Patrozinium und Pfarrfest boten ein breites Programm für Gläubige und Interessierte. - 24.06.2019 18:10 Uhr

Zahlreiche Gläubige interessierten sich für die beim Auerbacher Patrozinium und Pfarrfest angebotenen Führungen. Von der Orgel gab es Klangbeispiele. © Foto: Karl Schwemmer


Die sonntägliche Eucharistiefeier begann um 10 Uhr. Beim Festgottesdienst stellten sich die Firmlinge der Gemeinde vor. Sie schufen mit Bändern Verbindungen miteinander, knüpften ein Netz wie das Internet mit seinen weltweiten Verbindungen.

Nach der Messfeier waren alle Pfarrangehörigen eingeladen zum gemütlichen Beisammensein, zum Frühstückskaffee und dem späteren Mittagstisch auf dem Kirchplatz. Gleichzeitig startete auch der Losverkauf für die Tombola. Alle Lose konnten sofort eingelöst werden. Der gut besuchte Mittagstisch wurde musikalisch umrahmt von den Liedern des Kinderchores "Ain Karem" unter Leitung von Bianca Deml.

Später kehrte Ruhe auf dem Kirchplatz ein. Die Glocken läuteten zur Dankandacht mit Dekan Pater Marek Flasinski. Lebhafter Festbetrieb ergab sich beim Nachmittagskaffee wieder rund um die Pfarrkirche. Ein buntes Programm zog die Aufmerksamkeit von vielen Festbesuchern auf sich.

Pfarrgemeinderätin Martina Geyer, Referentin für Ernährung und Hauswirtschaft, bot unter dem Titel "Kirchenkräuterführung" eine Führung durch die Pfarrkirche an. Mit besonderer Berücksichtigung von Blumen und Kräutern in den Altarbildern oder in den Verzierungen.
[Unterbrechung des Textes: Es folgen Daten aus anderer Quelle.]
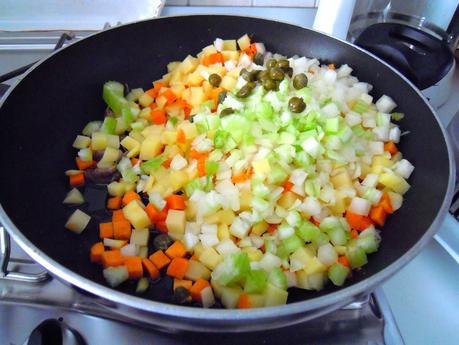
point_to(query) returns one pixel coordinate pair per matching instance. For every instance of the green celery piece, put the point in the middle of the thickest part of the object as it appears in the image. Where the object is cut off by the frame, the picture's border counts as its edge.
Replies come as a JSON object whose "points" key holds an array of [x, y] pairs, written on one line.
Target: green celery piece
{"points": [[308, 231], [338, 273], [278, 279], [256, 281], [292, 243], [357, 257], [233, 269], [152, 165], [211, 168], [109, 125]]}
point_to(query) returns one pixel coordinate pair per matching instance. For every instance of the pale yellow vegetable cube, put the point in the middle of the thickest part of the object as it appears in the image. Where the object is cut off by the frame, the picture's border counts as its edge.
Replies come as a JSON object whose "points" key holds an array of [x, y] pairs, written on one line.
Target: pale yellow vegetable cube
{"points": [[136, 215], [150, 148], [175, 221]]}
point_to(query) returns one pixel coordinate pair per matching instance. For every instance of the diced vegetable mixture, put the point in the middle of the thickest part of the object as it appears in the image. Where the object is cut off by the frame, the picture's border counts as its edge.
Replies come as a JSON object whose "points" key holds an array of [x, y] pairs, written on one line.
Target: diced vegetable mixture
{"points": [[240, 173]]}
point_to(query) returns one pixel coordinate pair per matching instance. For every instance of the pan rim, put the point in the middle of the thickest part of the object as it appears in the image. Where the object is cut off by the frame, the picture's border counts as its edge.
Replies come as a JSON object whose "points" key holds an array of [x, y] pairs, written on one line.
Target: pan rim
{"points": [[346, 293]]}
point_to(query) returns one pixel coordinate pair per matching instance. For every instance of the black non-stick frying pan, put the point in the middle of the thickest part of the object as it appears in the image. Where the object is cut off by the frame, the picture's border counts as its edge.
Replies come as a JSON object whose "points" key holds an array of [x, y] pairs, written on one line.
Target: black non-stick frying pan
{"points": [[43, 113]]}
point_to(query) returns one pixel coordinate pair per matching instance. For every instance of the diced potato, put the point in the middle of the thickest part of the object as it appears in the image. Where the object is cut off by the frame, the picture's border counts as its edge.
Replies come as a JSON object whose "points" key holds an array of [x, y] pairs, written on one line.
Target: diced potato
{"points": [[140, 237], [175, 221], [145, 100], [228, 83], [189, 64], [244, 42], [136, 215], [260, 228], [394, 182], [150, 148], [209, 257], [78, 221], [196, 270], [287, 200]]}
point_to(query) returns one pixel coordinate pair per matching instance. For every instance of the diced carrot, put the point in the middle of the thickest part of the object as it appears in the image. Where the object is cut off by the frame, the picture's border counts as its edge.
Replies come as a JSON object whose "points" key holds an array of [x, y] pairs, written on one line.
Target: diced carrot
{"points": [[118, 215], [272, 228], [134, 266], [344, 261], [187, 284], [239, 178], [97, 250], [244, 301], [150, 268], [197, 287], [177, 268], [106, 230], [175, 202], [357, 221], [386, 204], [121, 230], [112, 258], [159, 259], [76, 180], [202, 166], [378, 215], [129, 196], [83, 165], [176, 250], [287, 186], [158, 117], [114, 203], [181, 137], [154, 214], [170, 96], [390, 147], [162, 227]]}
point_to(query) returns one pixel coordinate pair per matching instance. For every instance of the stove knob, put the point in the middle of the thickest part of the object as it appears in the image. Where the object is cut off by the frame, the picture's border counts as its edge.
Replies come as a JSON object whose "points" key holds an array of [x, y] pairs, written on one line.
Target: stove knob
{"points": [[54, 332]]}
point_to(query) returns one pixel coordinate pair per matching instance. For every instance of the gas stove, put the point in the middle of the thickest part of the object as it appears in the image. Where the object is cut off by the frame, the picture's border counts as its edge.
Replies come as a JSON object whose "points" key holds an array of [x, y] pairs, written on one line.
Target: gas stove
{"points": [[29, 297]]}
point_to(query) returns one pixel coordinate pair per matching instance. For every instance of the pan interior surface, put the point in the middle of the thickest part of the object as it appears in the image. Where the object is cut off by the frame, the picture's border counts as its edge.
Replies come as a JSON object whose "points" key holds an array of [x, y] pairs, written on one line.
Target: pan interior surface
{"points": [[42, 116]]}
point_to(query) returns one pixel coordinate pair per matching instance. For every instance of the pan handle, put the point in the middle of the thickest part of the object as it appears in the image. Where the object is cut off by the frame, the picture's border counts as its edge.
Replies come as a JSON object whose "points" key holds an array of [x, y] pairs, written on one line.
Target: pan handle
{"points": [[5, 251]]}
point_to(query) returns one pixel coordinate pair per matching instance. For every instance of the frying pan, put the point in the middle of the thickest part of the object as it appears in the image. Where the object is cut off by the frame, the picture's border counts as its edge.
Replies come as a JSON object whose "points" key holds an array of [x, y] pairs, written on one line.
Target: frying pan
{"points": [[42, 114]]}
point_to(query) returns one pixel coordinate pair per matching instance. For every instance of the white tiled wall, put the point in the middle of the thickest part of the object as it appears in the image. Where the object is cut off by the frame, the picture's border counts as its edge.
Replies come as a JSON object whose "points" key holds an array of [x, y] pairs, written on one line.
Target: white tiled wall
{"points": [[259, 3]]}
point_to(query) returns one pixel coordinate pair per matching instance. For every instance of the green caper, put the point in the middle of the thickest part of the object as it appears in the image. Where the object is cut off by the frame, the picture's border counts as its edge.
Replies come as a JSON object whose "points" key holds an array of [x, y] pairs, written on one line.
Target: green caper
{"points": [[244, 91], [181, 295], [276, 73], [283, 63], [215, 80], [221, 97], [271, 63], [258, 59], [300, 81], [226, 111], [296, 105], [269, 84], [162, 242]]}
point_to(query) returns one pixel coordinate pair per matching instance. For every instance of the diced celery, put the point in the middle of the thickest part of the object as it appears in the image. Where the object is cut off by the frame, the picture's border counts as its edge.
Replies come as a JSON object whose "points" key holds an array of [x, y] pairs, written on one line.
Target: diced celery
{"points": [[256, 281], [338, 273], [278, 279]]}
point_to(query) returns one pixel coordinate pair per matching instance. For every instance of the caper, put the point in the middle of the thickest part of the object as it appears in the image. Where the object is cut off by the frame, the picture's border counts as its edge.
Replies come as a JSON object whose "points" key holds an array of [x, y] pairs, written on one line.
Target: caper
{"points": [[244, 91], [296, 105], [215, 80], [271, 63], [226, 111], [276, 73], [300, 81], [258, 59], [269, 84], [221, 97], [162, 242], [283, 63], [181, 295]]}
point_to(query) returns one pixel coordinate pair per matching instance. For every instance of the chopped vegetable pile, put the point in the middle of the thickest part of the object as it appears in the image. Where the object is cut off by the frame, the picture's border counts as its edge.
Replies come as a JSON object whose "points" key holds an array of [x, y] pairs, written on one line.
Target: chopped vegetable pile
{"points": [[240, 174]]}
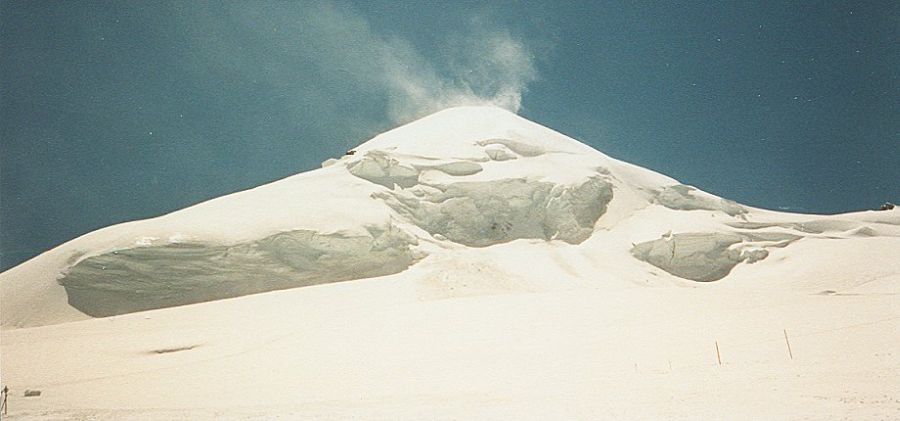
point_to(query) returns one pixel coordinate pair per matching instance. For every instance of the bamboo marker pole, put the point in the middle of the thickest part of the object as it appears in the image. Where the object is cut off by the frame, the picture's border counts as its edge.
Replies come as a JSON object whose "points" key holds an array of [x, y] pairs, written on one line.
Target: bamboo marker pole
{"points": [[786, 341], [718, 354]]}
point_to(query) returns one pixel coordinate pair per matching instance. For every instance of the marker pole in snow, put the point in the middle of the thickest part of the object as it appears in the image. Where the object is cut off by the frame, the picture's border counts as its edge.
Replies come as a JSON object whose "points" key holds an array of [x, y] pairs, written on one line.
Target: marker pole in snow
{"points": [[718, 354], [786, 341], [5, 396]]}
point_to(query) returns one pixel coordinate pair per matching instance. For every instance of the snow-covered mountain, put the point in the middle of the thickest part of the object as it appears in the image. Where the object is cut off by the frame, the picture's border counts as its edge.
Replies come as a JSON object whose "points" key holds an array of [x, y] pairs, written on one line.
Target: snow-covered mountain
{"points": [[463, 192], [492, 268]]}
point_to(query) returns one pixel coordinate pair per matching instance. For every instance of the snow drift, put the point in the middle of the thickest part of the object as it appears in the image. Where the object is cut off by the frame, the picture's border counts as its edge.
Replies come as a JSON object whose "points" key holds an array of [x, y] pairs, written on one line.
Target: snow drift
{"points": [[463, 178]]}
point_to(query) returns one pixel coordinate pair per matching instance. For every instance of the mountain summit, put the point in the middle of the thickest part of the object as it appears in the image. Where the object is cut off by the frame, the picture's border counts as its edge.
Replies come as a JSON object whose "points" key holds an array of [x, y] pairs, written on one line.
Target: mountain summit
{"points": [[494, 201]]}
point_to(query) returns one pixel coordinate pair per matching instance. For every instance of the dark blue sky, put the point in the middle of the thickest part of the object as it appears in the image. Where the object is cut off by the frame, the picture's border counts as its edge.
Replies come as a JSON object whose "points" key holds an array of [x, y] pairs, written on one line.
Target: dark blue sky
{"points": [[115, 111]]}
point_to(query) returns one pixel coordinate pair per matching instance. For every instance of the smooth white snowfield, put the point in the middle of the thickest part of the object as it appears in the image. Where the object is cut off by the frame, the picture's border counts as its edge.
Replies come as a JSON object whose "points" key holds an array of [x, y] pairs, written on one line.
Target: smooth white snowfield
{"points": [[492, 268]]}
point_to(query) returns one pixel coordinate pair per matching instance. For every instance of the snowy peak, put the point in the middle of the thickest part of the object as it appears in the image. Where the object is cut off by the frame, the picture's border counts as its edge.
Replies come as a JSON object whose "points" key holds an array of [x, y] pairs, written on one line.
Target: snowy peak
{"points": [[458, 132], [462, 192]]}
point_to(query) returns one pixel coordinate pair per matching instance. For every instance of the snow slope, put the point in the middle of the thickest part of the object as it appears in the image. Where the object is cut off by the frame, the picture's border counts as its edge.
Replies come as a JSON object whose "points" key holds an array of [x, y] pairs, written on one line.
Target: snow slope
{"points": [[494, 268]]}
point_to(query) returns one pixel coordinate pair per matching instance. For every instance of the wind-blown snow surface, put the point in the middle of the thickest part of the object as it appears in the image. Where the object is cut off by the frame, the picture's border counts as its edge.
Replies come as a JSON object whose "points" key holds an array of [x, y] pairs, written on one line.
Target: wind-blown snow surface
{"points": [[496, 268]]}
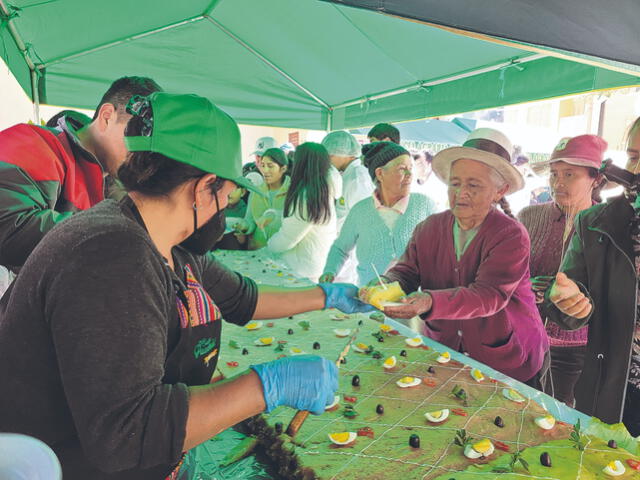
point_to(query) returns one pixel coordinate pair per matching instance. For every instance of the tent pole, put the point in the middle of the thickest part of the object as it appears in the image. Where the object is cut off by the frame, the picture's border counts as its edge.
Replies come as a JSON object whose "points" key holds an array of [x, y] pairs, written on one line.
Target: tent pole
{"points": [[521, 46], [17, 38], [36, 97], [414, 86], [269, 63]]}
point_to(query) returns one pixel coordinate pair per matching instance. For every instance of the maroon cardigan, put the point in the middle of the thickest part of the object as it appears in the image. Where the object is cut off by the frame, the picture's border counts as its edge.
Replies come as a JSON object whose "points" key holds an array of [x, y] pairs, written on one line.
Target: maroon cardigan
{"points": [[482, 304]]}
Sie erläuterte die besondere Symbolik, ihre Wirkstoffe und Heilkraft bei gesundheitlichen Beschwerden. Sie führte dabei die Teilnehmer an den Hauptaltar mit dem Altarbild Johannes bei der Taufe Jesu am Jordan. Dann erläuterte sie das Johanneskraut mit seinem Wirkstoff Hypericin als Heilmittel bei Beschwerden wie Stress, Unruhezuständen oder Depressionen. Geyer verdeutlichte die Symbolik der Rosen und Lilien, die Unterscheidung von Korbblüten-, Kreuzblüten- und Rosengewächsen und benannte auch mehrere Vertreter dieser unterschiedlichen Gruppen.

Jeder Teilnehmer bekam ein Johanniskraut und einen Johannesstrauß, der aus mindestens sieben Kräutern zusammengestellt sein soll.

Im Anschluss gab die Referentin eine Kirchturmführung mit umfassenden Informationen zum Kirchturm und seiner Geschichte. Beide Führungen waren sehr begehrt. Die Interessenten waren so zahlreich, dass die Führungen wiederholt werden konnten.

Daneben fand eine Orgelführung durch Organist Norbert Sertl statt. Er präsentierte die Orgel, die im Rahmen der Sanierung der Pfarrkirche gänzlich auseinandergebaut, gereinigt und wieder aufgebaut wurde. 45 000 Euro wurden dabei investiert.

Der Vorsitzende des Pfarrgemeinderats, Fabian Gottschalk, hat mittlerweile einen Kurs für das Stimmen der Orgel absolviert. Er unterstützte Sertl bei der Führung, ging in den Orgelaufbau hinein und brachte auch einzelne Orgelpfeifen zum Anfassen mit heraus. Sertl seinerseits bot viele Klangbeispiele der Register und Manuale.

Der kleine Gabriel Nittman, seit einigen Monaten Klavierschüler, durfte sein Lieblingslied spielen. Das gelang ganz gut und Gabriel präsentierte sein Lied gleich beidhändig gespielt. Beim Pfarrfest erklärte Dekan Flasinski die Veränderungen wie sie am 1. September bei der Strukturreform des Erzbistums anstehen.